Eu tô bem confusa, pra falar a verdade.

Essa maldita dualidade. Eu não sei se isso é possível, tipo ter duas bases de consciência. Eu sei das coisas, sei das possibilidades e sei do que está e não está no meu alcance. E ainda assim tudo me tira do sério.

Até disso aqui eu tô cansada. Me perguntam “você não lê o que você publica?” e eu digo pra quê? Três meses depois, quem sabe. A insatisfação não é de hoje. Nem a revolta. No máximo, eu mudo conforme os dias vem e vão, e cada vez mais eu não sei de nada e só penso que tá tudo errado. Comigo e com os outros. Essa instituição falida. Essa mesmice, essa normalidade nojenta. Esses incontáveis tabus. Essa falta de discernimento. Essa cegueira maldita, mania de justificar o seu no meu e o de um num todo.

Eu cresci ouvindo que era doida. Eu cresci com as pessoas que eu mais amava esperando o pior de mim em toda e qualquer situação. Devo aplaudir e agradecer? Bem, apesar de respirando, mal, mas respirando, eu tô aqui. Sem eira nem beira, com a terapia paga mas devendo alguns meses de IPTU e contando moeda pra pegar ônibus. Pensando em qual vai ser o motivo que o Michael vai arrumar pra chorar e bater o pé e dizer “não quero”. Preocupada com o meu pai e sem estômago pra conversa. Segurando o soco que eu queria dar na minha mãe. Segurando o soco na porta. A vontade de vomitar. O ódio que eu sinto dessa falsa preocupação que têm comigo. Dessas palavras mastigadas que vocês tiram do cu pra me falar. Eu não tenho limite. É. Não tem aquele papo “ain, estou no meu limite". Mentira. Eu aguento. Eu sou forte. Só tô cansada e desanimada e nervosa. É habitual. Parece eterno, essa fadiga e a sensação de inutilidade. De anulação. De perturbação.

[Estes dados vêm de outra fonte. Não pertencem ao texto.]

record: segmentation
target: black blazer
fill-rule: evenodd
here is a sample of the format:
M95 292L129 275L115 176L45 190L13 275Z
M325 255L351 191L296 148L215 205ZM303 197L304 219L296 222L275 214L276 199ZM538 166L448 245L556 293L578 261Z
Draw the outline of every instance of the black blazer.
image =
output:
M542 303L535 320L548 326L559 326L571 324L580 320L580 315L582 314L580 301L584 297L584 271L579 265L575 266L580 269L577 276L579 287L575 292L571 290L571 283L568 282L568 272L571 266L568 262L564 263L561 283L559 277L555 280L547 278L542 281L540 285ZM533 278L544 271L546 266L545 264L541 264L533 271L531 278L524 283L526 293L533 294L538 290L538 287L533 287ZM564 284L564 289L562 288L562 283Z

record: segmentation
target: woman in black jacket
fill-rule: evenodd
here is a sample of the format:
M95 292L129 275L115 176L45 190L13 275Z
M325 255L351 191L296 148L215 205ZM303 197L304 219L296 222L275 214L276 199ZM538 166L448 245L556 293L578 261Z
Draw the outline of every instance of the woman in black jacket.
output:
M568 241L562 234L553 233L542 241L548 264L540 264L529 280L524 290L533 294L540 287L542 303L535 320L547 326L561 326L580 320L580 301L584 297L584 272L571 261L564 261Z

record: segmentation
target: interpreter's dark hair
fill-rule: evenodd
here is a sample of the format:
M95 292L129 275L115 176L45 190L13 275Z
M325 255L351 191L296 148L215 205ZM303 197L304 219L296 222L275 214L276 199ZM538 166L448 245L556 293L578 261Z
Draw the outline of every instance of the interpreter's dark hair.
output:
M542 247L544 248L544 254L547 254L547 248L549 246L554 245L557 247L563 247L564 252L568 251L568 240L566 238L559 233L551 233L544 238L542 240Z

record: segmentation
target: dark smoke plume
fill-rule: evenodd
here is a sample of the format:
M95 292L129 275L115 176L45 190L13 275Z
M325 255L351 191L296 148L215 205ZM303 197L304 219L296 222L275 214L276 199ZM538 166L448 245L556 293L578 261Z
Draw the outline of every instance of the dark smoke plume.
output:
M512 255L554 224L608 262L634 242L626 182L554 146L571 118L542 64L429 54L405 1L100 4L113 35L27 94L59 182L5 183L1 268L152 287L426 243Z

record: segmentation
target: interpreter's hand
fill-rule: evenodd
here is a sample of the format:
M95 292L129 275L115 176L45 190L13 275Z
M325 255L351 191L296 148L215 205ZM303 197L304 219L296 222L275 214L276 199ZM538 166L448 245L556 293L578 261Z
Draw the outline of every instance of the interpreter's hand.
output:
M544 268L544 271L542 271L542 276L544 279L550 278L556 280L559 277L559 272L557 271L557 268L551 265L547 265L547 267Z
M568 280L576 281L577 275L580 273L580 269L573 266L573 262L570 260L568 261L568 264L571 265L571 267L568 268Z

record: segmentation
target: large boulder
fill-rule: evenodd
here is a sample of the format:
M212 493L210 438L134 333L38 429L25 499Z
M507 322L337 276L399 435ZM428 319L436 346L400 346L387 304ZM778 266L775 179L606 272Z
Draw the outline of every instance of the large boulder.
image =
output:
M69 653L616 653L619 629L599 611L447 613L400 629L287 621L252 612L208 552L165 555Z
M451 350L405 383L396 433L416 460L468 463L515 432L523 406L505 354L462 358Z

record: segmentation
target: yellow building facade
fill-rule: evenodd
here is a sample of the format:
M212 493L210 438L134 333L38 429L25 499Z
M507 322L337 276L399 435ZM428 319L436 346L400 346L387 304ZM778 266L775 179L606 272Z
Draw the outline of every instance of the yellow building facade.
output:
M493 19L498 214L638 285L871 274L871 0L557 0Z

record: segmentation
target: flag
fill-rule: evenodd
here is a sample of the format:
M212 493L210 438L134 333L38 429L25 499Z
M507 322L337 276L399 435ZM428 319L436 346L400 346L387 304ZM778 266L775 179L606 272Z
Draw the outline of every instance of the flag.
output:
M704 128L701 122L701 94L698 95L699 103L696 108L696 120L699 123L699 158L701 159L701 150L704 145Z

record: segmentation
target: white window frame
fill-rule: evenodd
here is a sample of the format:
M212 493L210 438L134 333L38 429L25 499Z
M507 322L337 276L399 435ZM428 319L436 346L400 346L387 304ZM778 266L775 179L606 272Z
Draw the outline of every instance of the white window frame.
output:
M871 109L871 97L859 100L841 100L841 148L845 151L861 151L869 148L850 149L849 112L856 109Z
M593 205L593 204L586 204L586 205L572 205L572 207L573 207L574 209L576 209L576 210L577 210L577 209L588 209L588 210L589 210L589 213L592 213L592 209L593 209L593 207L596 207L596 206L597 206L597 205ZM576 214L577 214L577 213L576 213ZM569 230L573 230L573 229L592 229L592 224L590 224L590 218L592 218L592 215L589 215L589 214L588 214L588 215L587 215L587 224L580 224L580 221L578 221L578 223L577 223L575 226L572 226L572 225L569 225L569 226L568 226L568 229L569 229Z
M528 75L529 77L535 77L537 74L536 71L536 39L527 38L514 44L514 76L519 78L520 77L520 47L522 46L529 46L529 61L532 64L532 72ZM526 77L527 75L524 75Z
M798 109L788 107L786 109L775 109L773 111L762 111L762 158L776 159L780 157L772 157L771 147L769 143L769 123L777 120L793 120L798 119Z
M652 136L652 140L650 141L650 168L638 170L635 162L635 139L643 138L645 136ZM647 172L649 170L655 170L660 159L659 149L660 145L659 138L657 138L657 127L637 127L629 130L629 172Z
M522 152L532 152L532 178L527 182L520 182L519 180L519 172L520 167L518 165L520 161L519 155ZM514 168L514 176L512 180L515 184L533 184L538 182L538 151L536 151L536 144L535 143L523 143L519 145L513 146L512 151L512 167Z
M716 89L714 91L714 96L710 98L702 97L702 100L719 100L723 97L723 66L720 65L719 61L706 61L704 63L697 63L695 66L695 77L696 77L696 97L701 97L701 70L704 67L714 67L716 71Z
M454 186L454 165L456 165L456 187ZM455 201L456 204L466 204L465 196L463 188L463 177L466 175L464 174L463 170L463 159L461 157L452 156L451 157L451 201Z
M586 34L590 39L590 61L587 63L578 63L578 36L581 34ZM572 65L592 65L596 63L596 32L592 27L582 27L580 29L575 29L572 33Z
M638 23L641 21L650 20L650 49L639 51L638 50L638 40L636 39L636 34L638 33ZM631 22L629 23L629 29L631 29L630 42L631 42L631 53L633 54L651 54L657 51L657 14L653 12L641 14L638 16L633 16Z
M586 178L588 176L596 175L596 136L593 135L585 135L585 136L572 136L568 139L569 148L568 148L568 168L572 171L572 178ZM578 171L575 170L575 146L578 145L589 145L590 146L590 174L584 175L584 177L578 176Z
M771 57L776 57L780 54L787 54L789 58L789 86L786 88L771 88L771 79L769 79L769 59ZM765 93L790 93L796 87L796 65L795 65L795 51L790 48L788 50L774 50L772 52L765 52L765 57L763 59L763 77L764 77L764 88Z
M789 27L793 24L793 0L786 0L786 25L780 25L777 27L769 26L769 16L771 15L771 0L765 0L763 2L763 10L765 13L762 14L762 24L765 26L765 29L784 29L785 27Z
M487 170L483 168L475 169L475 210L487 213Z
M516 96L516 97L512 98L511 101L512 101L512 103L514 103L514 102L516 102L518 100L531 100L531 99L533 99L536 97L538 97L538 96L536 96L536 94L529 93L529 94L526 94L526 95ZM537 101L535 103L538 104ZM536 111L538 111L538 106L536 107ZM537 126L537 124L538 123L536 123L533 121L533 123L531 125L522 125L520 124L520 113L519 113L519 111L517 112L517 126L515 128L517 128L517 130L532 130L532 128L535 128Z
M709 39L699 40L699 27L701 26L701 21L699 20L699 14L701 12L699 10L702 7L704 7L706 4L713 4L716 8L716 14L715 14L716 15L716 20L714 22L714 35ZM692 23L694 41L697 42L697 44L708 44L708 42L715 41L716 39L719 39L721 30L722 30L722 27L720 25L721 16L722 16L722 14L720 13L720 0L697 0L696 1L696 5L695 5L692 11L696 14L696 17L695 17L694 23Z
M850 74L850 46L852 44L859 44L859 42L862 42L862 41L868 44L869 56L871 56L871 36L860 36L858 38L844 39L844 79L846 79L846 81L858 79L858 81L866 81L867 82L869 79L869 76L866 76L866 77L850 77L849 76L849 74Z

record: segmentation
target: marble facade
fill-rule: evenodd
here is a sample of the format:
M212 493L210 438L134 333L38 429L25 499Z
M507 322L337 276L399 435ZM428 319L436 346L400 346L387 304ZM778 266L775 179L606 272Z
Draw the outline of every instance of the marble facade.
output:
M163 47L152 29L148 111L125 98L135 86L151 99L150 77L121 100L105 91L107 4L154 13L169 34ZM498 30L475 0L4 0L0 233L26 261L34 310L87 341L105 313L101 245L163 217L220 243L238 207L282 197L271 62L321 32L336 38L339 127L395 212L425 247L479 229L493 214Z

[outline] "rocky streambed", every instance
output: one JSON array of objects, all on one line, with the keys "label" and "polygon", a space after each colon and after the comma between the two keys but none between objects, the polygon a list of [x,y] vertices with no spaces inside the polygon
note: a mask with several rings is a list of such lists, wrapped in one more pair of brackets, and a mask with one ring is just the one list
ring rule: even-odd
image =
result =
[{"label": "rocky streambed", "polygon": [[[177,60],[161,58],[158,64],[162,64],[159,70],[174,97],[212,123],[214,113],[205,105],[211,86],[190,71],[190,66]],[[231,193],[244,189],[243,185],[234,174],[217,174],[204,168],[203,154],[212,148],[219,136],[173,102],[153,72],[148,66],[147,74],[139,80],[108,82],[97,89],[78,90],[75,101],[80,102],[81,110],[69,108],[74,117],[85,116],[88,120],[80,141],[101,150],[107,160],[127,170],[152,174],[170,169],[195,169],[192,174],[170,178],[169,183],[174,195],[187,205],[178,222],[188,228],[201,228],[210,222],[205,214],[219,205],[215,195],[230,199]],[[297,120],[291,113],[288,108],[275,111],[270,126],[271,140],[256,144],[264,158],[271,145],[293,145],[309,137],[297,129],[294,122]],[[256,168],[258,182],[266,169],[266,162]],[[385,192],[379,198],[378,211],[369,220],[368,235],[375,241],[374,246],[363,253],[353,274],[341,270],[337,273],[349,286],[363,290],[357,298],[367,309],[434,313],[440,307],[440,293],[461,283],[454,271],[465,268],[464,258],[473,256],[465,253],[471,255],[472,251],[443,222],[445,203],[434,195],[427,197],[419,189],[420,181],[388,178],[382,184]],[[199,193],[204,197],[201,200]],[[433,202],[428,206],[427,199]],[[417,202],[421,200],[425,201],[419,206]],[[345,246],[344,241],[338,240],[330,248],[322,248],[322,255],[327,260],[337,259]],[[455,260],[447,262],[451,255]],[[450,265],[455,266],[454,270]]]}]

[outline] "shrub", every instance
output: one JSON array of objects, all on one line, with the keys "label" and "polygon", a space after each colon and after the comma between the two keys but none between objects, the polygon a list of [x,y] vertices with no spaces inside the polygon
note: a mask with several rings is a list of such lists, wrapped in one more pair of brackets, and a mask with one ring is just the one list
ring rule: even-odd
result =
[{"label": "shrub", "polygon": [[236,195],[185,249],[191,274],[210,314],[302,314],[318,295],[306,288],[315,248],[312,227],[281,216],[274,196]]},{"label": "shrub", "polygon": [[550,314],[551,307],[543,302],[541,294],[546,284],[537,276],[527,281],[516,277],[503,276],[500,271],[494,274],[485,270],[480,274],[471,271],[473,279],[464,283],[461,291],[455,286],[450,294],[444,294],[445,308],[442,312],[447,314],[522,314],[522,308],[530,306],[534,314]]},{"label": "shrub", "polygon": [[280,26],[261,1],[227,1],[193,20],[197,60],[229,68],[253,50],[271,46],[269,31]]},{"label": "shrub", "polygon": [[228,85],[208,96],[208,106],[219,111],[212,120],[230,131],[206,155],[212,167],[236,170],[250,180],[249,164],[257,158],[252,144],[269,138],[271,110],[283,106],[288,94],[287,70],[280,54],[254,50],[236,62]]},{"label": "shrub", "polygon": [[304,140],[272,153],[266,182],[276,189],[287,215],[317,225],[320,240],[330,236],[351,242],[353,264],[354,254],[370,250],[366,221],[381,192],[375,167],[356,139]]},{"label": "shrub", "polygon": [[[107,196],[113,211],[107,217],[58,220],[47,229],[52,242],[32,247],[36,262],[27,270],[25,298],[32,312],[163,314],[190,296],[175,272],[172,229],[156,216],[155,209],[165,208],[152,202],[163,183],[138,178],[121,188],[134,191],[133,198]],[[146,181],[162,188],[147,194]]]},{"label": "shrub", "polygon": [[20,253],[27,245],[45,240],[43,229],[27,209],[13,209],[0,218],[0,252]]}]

A terapia só serve quando te faz pensar no lixo que você é. Minha mãe talvez pode ter razão. Mas eu não posso morrer. Eu não posso e nem quero desistir das coisas. Um pouco só. Eu falo demais. E eu não falo nada. Mas com o terapeuta eu falo, estouro o tempo todo domingo. Espero que eu consiga bancar muitas sessões. Tem muito pro meu pai jogar na minha cara de que eu faço terapia e fico pior.

Quando se aprofunda no lodo, sabe, quando você abre essa sepultura dentro de você... nosso túmulo inviolável. É aí que você que tá adiantando. É crime abrir a cova, não é? Me parece que é tão terrível quanto, abrir nossa mente. Todo mundo é ruim. Todo mundo é bom e ruim. Todo mundo tem fraqueza. Todo mundo sangra, tem catarro e angústia dentro de si. Todo mundo chora, surta, grita, chora e chora. Só parece fácil pra maioria. Se for também não é da minha conta. Pra mim não é.